The 4.2% jump in April consumer prices, which was the biggest year-over-year increase in more than 12 years, spooked stock and bond markets alike on Wednesday.
Both the Dow Jones Industrial Average and the S&P 500 fell about 2%, while the Nasdaq retreated 2.7%, and the 10-year Treasury yield reached 1.7%, its highest level since late March.
“Inflation remains the biggest risk to financial markets,” said Daniel Shaykevich, senior portfolio manager at Vanguard, who spoke on a webinar about the post-COVID bond market. “It is the only constraint on what central banks can do to support the economy.”
He noted that if the major market risk is coming from inflation, like today, bonds and stocks can move in the same direction, which was the case.
The Market vs. the Fed
Whether that risk will continue and drive stock and bond markets lower is uncertain. The Federal Reserve has repeatedly said inflation will rise largely because of the “base effects” of comparing today’s prices to those at the same time a year ago when the economy was mired in a deep downturn due the spreading coronavirus pandemic.
The increase will be “transitory,” according to Fed Chairman Jerome Powell and other central bank officials. On Wednesday Fed Vice Chairman Richard Clarida repeated the refrain, though he said he was surprised by the 4.2% print, which was above what he and others had been expecting. Clarida noted that the Fed would be monitoring long-term inflation expectations “very closely.”
Rick Rieder, BlackRock’s chief investment officer of global fixed income and head of the BlackRock global allocation investment team, isn’t as assured as the Fed about the temporary nature of rising prices.
“While the Fed may continue to describe this inflation spike as ‘transitory,’ should we witness a series of upside surprises to inflation, like today’s, then markets might begin to challenge the Fed’s narrative,” Rieder wrote in his commentary on the April inflation report.
Leading Wednesday’s surge in consumer prices was a 10% jump in used car prices and a 50% increase in energy prices from the previous April. The core CPI, which excludes food and energy prices, rose 3%, the biggest jump since 1981.
“One thing can’t be any clearer here, the parts of the economy that are coming back don’t have enough inventory of product to supply the demand at current prices and the data making that case is overwhelming,” Rieder wrote. ‘While some of these price gains are transitory and will clearly be brought into balance in terms of supply/demand, other prices are moving much higher in some areas as the demand grossly eclipses the available supply.”
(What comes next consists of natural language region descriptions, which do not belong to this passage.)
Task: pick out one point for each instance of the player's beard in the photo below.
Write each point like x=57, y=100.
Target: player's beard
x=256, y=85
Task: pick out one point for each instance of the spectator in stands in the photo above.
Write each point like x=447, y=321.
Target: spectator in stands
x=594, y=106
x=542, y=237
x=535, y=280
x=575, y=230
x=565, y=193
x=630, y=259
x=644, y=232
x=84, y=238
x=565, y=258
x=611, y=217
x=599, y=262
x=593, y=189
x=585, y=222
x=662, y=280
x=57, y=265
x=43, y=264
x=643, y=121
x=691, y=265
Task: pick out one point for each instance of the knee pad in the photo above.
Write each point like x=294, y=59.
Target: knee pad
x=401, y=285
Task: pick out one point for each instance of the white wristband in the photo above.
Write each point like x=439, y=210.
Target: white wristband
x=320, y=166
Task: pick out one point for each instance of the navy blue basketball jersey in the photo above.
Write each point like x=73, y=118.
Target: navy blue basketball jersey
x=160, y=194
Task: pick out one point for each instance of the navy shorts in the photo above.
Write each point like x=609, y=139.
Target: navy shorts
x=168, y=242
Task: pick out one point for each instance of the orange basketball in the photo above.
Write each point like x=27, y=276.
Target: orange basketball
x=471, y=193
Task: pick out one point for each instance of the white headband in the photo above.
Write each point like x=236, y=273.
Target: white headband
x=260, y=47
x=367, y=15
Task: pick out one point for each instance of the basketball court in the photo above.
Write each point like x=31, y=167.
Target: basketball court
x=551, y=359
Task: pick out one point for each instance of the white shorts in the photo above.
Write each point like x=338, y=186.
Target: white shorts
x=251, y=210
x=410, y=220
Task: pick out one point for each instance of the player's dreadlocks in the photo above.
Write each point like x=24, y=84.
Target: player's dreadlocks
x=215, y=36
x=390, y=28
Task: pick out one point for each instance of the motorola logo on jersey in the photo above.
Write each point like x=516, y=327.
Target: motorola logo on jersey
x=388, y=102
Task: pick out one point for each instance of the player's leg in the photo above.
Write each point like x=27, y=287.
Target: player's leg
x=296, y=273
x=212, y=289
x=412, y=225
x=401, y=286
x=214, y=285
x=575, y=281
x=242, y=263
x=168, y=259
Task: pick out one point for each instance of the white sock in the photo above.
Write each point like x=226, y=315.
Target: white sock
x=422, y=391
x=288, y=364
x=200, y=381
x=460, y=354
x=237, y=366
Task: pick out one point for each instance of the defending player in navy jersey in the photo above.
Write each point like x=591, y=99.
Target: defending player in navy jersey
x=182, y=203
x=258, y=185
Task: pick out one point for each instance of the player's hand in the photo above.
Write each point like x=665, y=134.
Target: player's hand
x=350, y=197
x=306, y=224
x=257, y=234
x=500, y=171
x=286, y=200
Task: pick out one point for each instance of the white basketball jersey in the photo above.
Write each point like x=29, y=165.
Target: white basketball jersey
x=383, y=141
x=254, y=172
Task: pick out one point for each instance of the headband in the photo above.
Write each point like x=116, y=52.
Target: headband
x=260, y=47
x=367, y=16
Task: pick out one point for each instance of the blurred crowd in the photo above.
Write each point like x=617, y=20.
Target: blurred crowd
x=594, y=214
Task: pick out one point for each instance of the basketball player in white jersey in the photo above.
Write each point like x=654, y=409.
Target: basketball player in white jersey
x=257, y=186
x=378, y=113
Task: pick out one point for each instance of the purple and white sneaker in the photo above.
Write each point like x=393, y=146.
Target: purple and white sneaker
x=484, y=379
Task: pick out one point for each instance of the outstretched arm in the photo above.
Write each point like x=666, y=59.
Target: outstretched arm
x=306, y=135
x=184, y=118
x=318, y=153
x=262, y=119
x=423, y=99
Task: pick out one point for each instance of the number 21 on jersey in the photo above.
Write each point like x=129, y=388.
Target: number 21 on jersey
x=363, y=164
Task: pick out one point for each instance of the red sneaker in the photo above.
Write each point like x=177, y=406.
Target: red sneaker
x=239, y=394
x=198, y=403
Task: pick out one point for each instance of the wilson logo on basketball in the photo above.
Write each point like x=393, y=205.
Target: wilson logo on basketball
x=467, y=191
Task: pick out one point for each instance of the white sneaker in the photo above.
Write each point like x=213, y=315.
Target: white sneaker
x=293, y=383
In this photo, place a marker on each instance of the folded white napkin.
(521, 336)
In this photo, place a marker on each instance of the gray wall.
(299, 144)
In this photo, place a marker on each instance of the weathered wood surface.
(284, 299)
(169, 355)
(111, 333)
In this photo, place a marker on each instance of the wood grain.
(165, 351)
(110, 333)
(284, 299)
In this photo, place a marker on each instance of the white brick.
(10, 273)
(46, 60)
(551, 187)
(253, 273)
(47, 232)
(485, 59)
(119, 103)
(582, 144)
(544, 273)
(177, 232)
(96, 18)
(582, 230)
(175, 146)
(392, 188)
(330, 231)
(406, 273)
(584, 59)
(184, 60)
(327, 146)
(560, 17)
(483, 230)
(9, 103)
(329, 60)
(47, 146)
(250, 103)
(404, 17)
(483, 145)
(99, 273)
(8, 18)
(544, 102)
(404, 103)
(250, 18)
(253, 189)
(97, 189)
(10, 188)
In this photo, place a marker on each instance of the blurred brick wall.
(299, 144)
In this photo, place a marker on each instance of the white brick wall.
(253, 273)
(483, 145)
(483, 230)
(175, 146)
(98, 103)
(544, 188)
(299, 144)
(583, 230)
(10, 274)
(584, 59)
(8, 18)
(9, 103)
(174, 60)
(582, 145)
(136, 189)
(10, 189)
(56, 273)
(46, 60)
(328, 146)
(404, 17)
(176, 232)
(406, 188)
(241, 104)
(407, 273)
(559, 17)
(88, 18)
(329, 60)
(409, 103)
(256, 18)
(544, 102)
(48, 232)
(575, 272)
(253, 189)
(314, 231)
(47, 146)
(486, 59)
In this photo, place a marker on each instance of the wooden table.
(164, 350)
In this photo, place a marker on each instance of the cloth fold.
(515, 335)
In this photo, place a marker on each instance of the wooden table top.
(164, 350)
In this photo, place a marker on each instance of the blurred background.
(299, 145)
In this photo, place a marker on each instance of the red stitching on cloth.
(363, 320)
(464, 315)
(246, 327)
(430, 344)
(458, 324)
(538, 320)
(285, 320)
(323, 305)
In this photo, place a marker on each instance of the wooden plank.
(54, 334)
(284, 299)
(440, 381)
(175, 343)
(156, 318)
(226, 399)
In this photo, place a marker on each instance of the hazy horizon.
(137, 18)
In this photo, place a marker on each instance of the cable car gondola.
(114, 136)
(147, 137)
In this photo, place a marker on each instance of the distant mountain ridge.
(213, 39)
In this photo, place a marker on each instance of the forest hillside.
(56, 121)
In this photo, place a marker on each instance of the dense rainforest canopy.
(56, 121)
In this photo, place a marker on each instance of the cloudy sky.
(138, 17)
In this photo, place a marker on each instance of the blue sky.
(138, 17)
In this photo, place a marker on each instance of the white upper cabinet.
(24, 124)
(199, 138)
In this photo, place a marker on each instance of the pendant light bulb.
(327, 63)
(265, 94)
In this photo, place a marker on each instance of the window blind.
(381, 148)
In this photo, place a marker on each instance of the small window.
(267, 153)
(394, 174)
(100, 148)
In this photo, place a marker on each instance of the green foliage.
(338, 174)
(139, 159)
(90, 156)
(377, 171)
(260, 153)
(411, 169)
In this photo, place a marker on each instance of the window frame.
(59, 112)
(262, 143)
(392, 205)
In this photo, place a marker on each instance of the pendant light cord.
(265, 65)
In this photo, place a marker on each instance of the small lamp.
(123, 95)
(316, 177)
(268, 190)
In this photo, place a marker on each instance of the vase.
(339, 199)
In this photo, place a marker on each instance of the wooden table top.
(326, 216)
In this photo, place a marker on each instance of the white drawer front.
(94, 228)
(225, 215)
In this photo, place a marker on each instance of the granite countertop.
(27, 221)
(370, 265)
He noted the rising prices in semiconductors due to supply shortages and the rising prices in airline fares and lodging, reflecting growing demand as the economy recovers.
Inflation expectations are rising along with prices as evidenced by the breakeven levels for Treasury Inflation Protected Securities (TIPS). The breakeven, which measures the difference between the yields of Treasuries and TIPS of similar maturities, widened to 2.54% for 10-year securities and 2.71% for five-year securities on Wednesday.
The fact that five-year breakeven is higher than the 10-year one is unusual, said Anne Mathias, head of global rates and FX strategies at Vanguard, who joined Shaykevich on the webinar Wednesday. She expects the inflation will normalize and the Fed will continue to refrain from raising short-term rates even if long-term rates continue to rise.
The Fed has adopted a new framework to let inflation top its 2% target rate for a time so that inflation averages 2% over time. That “average inflation targeting represents a major break in the Fed’s approach to managing the economy,” said Mathias. “The Fed wants our expectations for inflation in the future to rise … wants you to think we’re at the beginning of a huge boom that will last a long time,” presumably so consumers and businesses spend more and boost growth.
Mathias is forecasting that the 10-year Treasury will trade in a range between 1.65% and 2.15% over the next three to six months. If rates continue to rise, she said, the Fed could revive its Operation Twist strategy, purchasing longer dated securities in the market while selling short-term securities from its balance sheet, which has worked before.
“Inflation might surprise on the upside,” said Kathy Jones, chief fixed income strategist at the Schwab Center for Financial Research. “Not 1970s-style inflation, but more than most investors or investment managers have experienced over the past 20-25 years.”
Jones is watching whether “wage growth becomes stronger for lower-skilled or less educated workers and various supports for families such as child care, etc., emerge from the new [federal] legislation” increase aggregate demand. “It hasn’t happened in decades, but this is the closest … to a growing consensus that I’ve seen in decades.”
Her colleague Liz Ann Sonders, chief investment strategist at Schwab, said ongoing inflation concerns have increased the importance for stock investors to focus on quality and “value” and not limit their universe to only sectors that dominate the value indexes.